PHILADELPHIA--Jefferson's Kimmel Cancer Center and the Department of Radiology at Thomas Jefferson University received a five-year, $2.6 million grant from the National Institutes of Health (NIH) to investigate a potentially revolutionary method that can stage prostate cancers and detect recurrent disease so accurately, it would significantly reduce the number of confirmation biopsies. Such biopsies can be invasive, costly, and often lead to false-positive readings.
The new technique involves the use of a positron emission tomography (PET) scan and a novel imaging agent.
The study is being led by Mathew Thakur, PhD, professor of Radiology at Jefferson Medical College of Thomas Jefferson University and the Director of the Laboratories of Radiopharmaceutical Research and Molecular Imaging.
Prostate specific antigen (PSA) measurements, ultrasonography and magnetic resonance imaging (MRI) remain standard tools for diagnosis and management of prostate cancer; however, each requires an invasive biopsy for histologic confirmation.
Biopsies are associated with morbidity and high costs, and more than 65 percent of the 1.5 million biopsies performed each year in the U.S. show benign pathology, indicating a high false-positive rate for these standard diagnostic tools.
These limitations, the researchers say, demonstrate a dire need for noninvasive methods that can accurately stage prostate cancer, detect recurrent disease and image metastatic lesions with improved reliability.
Dr. Thakur and colleagues are studying Cu-64 peptide biomolecules to evaluate prostate cancer tumors via PET imaging. These agents detect prostate cancer by finding a biomarker called VPAC1, which is overexpressed as the tumor develops.
"The challenge has been to develop an imaging agent that will target a specific, fingerprint biomarker that visualizes prostate cancer early and reliably," said Dr. Thakur, who is also a member of Jefferson's Kimmel Cancer Center.

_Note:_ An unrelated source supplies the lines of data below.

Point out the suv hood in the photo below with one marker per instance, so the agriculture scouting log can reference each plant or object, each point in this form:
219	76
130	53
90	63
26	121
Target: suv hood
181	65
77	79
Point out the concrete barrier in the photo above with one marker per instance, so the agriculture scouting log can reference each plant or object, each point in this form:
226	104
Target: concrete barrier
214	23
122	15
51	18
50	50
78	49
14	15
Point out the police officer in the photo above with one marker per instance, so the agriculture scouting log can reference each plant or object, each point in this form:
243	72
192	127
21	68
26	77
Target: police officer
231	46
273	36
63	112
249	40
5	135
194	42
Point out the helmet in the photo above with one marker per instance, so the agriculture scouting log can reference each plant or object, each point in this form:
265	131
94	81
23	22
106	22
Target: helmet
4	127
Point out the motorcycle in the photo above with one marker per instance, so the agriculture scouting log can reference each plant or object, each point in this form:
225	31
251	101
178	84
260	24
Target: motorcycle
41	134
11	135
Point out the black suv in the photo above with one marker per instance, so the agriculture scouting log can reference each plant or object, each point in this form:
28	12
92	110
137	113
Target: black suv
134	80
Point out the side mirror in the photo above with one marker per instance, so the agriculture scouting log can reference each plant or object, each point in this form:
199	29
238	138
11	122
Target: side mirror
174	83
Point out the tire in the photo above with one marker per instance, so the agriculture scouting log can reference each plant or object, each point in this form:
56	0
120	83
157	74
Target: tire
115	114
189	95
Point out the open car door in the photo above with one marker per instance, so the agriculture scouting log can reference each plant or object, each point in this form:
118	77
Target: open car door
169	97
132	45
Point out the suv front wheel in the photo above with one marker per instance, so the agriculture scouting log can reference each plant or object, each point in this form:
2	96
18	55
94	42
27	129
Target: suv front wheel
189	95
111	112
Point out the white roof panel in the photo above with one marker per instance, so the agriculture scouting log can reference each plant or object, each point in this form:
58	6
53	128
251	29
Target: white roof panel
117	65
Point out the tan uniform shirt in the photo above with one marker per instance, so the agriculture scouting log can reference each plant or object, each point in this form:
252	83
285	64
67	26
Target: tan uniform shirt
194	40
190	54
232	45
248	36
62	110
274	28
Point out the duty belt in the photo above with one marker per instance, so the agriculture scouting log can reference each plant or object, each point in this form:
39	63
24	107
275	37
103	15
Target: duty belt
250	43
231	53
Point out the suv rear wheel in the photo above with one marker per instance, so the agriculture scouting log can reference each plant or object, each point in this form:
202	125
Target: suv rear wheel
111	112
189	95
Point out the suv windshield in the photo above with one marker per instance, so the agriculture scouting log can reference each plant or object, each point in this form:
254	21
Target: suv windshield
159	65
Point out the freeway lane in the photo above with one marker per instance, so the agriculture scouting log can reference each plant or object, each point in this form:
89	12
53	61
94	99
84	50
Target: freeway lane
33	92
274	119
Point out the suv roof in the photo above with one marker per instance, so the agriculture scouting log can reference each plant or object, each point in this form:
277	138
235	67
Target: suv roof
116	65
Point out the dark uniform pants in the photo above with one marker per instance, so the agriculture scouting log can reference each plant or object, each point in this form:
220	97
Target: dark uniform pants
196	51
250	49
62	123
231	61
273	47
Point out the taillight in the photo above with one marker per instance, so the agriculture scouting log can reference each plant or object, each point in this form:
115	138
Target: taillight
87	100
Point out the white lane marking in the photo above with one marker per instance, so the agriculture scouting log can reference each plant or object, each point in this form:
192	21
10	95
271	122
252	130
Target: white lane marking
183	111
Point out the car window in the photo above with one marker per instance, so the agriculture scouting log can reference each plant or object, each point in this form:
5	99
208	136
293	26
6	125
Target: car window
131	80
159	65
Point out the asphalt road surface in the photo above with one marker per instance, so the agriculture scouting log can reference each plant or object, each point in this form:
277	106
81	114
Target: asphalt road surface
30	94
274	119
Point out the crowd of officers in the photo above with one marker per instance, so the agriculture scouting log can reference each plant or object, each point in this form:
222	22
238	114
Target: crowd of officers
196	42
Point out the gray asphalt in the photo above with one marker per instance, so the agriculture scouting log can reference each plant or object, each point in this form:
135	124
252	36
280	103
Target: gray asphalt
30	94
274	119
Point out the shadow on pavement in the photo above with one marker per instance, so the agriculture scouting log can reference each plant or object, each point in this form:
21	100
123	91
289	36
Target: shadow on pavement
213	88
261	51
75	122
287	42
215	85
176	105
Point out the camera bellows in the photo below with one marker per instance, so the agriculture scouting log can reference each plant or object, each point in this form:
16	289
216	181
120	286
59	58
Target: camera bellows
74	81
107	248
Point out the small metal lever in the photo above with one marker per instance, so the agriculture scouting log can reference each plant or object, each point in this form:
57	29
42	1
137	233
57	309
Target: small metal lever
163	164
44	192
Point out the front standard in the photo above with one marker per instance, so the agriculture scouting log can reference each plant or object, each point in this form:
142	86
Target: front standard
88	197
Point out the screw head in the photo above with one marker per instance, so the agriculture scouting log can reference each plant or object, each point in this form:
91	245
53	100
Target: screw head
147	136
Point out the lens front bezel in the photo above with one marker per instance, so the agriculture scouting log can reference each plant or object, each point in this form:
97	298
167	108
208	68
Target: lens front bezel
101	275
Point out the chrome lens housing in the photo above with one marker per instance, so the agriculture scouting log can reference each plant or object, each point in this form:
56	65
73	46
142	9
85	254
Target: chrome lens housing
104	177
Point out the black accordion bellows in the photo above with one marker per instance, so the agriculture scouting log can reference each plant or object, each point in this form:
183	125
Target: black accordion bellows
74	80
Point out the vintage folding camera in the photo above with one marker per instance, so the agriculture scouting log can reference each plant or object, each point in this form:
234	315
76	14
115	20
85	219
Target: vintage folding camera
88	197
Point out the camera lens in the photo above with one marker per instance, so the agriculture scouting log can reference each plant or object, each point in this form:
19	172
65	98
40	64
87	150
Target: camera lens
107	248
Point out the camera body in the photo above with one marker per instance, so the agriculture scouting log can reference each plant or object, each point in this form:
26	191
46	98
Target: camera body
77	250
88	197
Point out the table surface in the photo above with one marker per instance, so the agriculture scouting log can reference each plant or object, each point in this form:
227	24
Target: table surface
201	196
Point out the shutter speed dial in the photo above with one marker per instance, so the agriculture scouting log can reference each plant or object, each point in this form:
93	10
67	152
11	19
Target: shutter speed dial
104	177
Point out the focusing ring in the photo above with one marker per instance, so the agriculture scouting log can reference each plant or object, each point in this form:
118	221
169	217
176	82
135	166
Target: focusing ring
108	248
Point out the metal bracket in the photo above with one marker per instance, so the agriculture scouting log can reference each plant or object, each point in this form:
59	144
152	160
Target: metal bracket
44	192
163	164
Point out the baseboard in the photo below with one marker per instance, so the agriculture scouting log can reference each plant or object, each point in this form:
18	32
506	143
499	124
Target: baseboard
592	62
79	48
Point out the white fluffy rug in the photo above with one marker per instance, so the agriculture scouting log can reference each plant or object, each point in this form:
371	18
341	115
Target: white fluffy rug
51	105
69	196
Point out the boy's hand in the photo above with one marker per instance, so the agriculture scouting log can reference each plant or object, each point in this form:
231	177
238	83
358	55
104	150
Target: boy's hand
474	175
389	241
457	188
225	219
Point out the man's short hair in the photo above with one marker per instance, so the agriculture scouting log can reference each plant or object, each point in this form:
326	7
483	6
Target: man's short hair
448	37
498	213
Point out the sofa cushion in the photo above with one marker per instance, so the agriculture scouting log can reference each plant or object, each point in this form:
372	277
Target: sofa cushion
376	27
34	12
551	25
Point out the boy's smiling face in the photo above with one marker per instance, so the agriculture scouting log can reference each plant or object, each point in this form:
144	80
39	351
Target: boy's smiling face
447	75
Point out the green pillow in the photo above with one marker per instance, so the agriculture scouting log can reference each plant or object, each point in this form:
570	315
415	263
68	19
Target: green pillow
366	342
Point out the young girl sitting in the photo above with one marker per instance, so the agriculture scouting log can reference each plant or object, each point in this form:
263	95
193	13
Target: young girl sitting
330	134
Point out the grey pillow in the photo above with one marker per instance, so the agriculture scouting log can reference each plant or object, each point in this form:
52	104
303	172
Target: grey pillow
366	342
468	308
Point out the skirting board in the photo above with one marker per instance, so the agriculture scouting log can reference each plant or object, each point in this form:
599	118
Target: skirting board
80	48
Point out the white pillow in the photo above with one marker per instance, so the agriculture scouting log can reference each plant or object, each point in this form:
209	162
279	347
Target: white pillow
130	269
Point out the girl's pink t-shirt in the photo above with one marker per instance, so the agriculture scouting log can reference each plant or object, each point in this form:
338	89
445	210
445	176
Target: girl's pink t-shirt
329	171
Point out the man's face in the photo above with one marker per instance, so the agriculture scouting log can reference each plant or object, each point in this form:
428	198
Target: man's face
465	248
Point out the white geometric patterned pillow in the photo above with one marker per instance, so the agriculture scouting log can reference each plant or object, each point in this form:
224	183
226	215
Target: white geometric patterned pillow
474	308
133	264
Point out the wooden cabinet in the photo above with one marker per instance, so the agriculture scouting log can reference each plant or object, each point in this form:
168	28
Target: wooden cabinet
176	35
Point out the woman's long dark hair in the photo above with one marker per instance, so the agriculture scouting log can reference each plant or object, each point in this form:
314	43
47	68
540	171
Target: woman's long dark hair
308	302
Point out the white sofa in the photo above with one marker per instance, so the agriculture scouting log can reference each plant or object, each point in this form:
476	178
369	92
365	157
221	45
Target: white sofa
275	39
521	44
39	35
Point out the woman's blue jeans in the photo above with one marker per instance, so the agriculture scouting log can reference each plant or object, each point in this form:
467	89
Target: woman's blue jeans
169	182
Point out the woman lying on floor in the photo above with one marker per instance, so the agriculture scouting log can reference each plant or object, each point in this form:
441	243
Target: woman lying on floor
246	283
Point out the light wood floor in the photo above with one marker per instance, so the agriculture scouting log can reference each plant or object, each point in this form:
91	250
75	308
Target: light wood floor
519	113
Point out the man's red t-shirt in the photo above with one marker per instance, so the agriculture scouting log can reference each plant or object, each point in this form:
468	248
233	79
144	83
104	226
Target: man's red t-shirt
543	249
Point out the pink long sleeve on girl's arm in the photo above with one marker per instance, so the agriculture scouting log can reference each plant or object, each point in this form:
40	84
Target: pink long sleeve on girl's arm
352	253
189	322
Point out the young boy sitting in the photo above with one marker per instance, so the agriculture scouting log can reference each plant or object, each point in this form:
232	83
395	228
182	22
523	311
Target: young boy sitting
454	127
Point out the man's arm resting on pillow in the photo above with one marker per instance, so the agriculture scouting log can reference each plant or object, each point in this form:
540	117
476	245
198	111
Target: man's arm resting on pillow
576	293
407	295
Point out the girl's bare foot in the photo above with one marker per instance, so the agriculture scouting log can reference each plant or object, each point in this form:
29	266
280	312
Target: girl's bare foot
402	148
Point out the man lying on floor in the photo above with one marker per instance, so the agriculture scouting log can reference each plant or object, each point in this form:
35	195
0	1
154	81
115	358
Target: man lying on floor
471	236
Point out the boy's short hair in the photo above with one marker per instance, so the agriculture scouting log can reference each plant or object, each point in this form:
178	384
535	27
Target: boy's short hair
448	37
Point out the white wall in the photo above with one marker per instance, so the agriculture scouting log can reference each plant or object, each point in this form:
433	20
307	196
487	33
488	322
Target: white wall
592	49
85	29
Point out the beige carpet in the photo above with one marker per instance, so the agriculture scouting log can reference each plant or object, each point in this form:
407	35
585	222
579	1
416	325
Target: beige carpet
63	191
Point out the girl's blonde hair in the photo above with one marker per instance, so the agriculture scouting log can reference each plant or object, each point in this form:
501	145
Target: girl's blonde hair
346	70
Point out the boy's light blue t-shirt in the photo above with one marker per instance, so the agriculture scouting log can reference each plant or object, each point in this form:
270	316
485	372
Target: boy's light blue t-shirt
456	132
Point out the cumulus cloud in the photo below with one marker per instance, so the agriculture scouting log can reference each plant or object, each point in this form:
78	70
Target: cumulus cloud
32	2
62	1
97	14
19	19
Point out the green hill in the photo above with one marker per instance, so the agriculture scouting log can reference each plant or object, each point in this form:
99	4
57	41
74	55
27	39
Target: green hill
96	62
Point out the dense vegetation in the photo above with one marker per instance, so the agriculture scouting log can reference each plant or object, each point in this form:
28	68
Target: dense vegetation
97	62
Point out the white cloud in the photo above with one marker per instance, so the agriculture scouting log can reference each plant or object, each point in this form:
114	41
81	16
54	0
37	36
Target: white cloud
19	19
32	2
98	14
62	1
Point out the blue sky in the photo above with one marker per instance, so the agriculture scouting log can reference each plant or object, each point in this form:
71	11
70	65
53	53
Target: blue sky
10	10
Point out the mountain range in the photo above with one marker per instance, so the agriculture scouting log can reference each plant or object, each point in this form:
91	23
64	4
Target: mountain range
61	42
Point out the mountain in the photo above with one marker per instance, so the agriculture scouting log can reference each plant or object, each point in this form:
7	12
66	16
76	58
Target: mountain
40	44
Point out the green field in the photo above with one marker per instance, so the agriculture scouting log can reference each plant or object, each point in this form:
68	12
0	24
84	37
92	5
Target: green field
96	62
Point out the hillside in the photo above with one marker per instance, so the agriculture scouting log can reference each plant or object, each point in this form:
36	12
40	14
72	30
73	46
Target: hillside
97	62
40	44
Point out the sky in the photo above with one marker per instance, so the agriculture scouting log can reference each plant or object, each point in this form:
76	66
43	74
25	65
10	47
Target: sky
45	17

Previous studies with Cu-64 peptides from Dr. Thakur yielded promising results in stratifying breast cancer. A preclinical study published in the Journal of Nuclear Medicine in late 2009 found that 64Cu-TP3805 detected tumors overexpressing the VPAC1 oncogene more accurately in mice than 18F-FDG, a commonly used agent for imaging tumors.
With this NIH grant, the researchers will test the hypothesis in both mice and humans. They will evaluate two Cu-64 peptides specific for VPAC1 in mice and perform a feasibility study in 25 pre-operative prostate cancer patients, using the best suited Cu-64 peptide determined from the mouse studies.
"This noninvasive method could significantly contribute to the management of prostate cancer," said Dr. Thakur. "It would result in a reduction of unnecessary biopsy procedures and under treatment or over treatment that yield minimal benefits, incontinence, or impotence."
Other researchers include Ethan Halpern, MD, Charles Intenzo, MD, and Sung Kim, MD of the Department of Radiology, Edouard Trabulsi, MD of the Department of Urology and Eric Wickstrom, PhD, of the Department of Biochemistry and Molecular Biology. The team will partner with NuView, a molecular imaging technology firm, on the study.